By Charlo Greene Photojournalist: Nick Swann - 7:47 PM July 14, 2014

More than $140,000 in taxes in just three days, courtesy of cannabis.

“There were probably between 300-400 pounds of product out there during the opening day of sale and everybody is pretty much sold out,” said Philip Tobias, canna-business insider and owner/director of Sea of Green Farms, one of Washington’s first licensed cultivation facilities.

News of Washington state’s recreational marijuana tax revenues has been making the rounds in Alaska.

“It’s here. People are using it. We have the highest user rates in the country, so whether you personally like marijuana or not, I think Alaskans recognize this industry belongs in the hands of the private sector, responsible businesses rather than criminals,” said Taylor Bickford with the Campaign to Regulate Marijuana Like Alcohol in Alaska.

The recreational pot taxes received and projections released by Washington and Colorado can be misleading, according to Deborah Williams with the anti-marijuana legalization campaign.

“The revenues are significantly less than the cost the state projects, especially when you look at all the additional costs that would come up,” Williams said.

The “Big Marijuana. Big Mistake. Vote No on 2.” team says taxes on recreational weed won’t cover the $3.7 to $7 million the state says it will cost to implement the initiative. But Williams says their figures are only assumptions.

“[It's] all we can do, because you must base your projections on something,” Williams said.

Tobias says while Alaska’s proposed marijuana tax rate of $50 per ounce differs from Colorado and Washington’s 25 percent marijuana tax rate, he believes the 49th state can expect a major windfall if the supply is there.

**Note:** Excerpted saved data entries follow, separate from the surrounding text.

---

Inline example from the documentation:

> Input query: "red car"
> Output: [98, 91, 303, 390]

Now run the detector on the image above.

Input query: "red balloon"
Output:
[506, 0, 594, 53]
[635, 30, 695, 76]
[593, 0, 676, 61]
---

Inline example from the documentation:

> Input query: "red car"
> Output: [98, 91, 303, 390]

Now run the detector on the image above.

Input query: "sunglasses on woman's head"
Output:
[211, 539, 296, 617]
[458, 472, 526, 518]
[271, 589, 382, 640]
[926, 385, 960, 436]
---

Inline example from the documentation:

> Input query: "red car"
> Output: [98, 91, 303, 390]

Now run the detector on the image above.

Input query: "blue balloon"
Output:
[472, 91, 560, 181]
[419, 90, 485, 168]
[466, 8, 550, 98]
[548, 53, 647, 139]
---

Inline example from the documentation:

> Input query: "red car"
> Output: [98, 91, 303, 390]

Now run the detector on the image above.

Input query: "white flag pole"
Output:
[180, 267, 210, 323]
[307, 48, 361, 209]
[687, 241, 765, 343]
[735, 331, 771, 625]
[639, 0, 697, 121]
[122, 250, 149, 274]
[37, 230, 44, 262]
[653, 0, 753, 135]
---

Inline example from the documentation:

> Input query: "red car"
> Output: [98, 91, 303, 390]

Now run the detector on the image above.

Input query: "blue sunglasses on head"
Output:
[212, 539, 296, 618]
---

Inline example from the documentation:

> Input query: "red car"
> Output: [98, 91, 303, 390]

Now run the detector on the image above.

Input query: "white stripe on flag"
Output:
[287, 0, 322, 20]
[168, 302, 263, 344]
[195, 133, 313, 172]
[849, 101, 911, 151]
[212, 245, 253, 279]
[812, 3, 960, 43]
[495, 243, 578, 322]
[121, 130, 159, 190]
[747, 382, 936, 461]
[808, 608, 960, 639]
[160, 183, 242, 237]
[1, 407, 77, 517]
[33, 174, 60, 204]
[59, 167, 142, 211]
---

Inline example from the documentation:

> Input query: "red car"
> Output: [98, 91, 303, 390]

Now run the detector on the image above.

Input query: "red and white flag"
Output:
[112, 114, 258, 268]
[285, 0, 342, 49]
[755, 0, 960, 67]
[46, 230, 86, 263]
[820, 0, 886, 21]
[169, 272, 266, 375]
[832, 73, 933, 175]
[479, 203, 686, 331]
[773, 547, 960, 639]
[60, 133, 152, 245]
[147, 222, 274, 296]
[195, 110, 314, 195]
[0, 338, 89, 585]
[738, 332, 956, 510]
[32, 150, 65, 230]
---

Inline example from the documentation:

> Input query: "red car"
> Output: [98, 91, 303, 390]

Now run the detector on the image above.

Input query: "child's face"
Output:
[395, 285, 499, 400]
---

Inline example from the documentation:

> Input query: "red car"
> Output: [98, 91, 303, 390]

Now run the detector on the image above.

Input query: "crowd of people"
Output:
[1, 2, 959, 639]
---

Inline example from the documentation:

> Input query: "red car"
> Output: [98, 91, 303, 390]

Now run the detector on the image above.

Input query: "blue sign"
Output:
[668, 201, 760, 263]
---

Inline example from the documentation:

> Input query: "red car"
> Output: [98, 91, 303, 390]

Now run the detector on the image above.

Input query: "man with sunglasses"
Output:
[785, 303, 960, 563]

“$100,000 of product we sell, that’s $25,000 going to the state, plus another $25,000 when it’s sold. So the state is getting $50,000 out of that $100,000 worth of product,” Tobias said.

The state has not released any projections on how much cash they believe regulating marijuana could bring Alaska.

Will the potential for a new revenue stream lead to recreational weed in Alaska? Voters decide on Nov. 4.